Estados Unidos, Europa e o Banco Central do Brasil (Parte I) -Negócios e Empresas

Por Gazeta News

Affonso Celso Pastore Estadao.com.br

Será que o mundo está indo para uma nova crise, como a ocorrida em 2008, que possa afetar sensivelmente o crescimento econômico brasileiro? Para encaminhar uma resposta, vou olhar em maior profundidade para o que vem ocorrendo nos Estados Unidos e na Europa. Mas quero adiantar duas conclusões. A primeira é que a menos de uma “solução” desordenada para a crise de dívida soberana nos países da periferia do euro, que acarrete uma crise bancária, não há como comparar o que vem ocorrendo atualmente no mundo com a “catástrofe” de 2008. Assistiremos a um crescimento mais lento do PIB mundial, mas o Brasil não será obrigado a reagir com medidas extremas. A segunda é que o cenário internacional não justifica o movimento realizado pelo Banco Central na última reunião do Copom.
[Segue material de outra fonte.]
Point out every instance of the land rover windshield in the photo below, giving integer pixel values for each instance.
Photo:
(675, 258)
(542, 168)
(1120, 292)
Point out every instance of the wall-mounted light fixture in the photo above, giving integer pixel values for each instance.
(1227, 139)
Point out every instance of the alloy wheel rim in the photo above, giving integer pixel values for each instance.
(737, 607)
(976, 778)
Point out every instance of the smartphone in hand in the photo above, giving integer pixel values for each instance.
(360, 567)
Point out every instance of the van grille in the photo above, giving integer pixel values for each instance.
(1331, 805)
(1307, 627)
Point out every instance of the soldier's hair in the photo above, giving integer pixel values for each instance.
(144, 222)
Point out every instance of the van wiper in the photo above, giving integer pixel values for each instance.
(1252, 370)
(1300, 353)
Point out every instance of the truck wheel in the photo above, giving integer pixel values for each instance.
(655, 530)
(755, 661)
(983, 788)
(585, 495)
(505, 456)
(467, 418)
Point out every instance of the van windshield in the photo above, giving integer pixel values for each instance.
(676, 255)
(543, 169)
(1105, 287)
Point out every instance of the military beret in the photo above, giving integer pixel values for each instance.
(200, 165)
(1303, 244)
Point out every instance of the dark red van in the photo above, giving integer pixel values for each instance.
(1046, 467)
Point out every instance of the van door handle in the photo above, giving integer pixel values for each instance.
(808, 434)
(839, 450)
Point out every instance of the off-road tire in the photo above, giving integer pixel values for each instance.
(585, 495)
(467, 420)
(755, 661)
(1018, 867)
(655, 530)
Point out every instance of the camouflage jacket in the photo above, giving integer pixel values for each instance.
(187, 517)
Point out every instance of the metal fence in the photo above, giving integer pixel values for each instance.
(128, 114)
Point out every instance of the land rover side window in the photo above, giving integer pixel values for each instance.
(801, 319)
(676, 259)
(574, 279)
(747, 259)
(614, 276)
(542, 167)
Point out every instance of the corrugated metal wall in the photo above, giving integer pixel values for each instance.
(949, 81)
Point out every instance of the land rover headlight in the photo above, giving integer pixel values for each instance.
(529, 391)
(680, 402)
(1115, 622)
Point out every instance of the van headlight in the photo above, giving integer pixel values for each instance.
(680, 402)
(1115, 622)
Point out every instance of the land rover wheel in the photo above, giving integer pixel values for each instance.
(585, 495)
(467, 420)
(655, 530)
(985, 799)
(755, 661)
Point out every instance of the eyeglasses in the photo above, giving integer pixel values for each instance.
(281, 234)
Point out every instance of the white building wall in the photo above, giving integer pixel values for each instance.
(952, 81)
Comecemos pelos Estados Unidos. Em artigo recente, Rogoff afirmou que esta não é a “grande recessão”, como vem sendo definida pela maioria esmagadora dos economistas, nem uma “grande depressão”, como a de 1929, mas sim a “grande contração”. Esta não é uma questão puramente semântica. Em todas as recessões do pós-guerra, inclusive a de 1983, quando a taxa de desemprego chegou a 11%, decorridos poucos trimestres após a decretação de seu término o PIB já havia superado o pico prévio, e o desemprego já havia retornando à media histórica. No caso da presente “contração” já decorreram mais de oito trimestres desde que o NBER decretou o final da recessão, e o PIB ainda está abaixo do pico prévio, com o desemprego mantendo-se em torno da taxa de 10%, sem perspectivas de declinar nos próximos trimestres.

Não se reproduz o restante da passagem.